In Korea meanwhile, the major yards have continued to announce new business within the Offshore sectors and look to be making strong progress towards their order targets for the year. With Pacific Drilling for example now exercising its option at Samsung for its seventh ultra deepwater drillship, it© now means Samsung is close to having achieved 40% of its order target of 2012. With so much of the major yards revenues last year made up of these offshore projects, it continues to look like 2012, as predicted, will follow the same pattern.

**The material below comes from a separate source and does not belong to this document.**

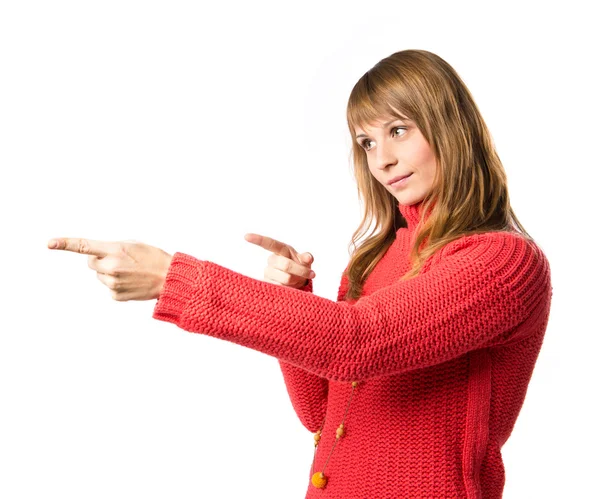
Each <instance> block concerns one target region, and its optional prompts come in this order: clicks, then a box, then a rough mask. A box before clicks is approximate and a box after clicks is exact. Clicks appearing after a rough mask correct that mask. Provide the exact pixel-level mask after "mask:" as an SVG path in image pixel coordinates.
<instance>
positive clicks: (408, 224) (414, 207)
mask: <svg viewBox="0 0 600 499" xmlns="http://www.w3.org/2000/svg"><path fill="white" fill-rule="evenodd" d="M422 207H423V201H419V202H417V203H414V204H407V205H404V204H400V203H398V209H399V210H400V213H401V214H402V216H403V217H404V218H405V220H406V222H407V224H408V230H409V232H414V230H415V228H416V226H417V224H418V223H419V220H420V218H421V209H422Z"/></svg>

In terms of reported business; In Dry, Samjin Shipyard are reported to have won an order from AsiaPacific 20 a Shipping fund for a pair of 58,000dwt Supramax Bulk Carriers. Although no contract price has been disclosed, these vessels are understood to be scheduled for delivery in 2014. Meanwhile Guangzhou Lanhai are understood to have placed an order at Taizhou Kouan/Catic for 10 x 51,000 handymax bulk carriers, although this order was in fact placed in January this year. Again pricing has not been disclosed, however we understand it was an RMB contract only and the vessels will deliver within 2013. In Gas, Stealthgas are understood to have placed an order at STX Shipbuilding for 2+2 x 5,000cbm LPG carriers at a price in the low USD20s Mill. The two frim vessels are understood to be due to deliver in 4Q 2013.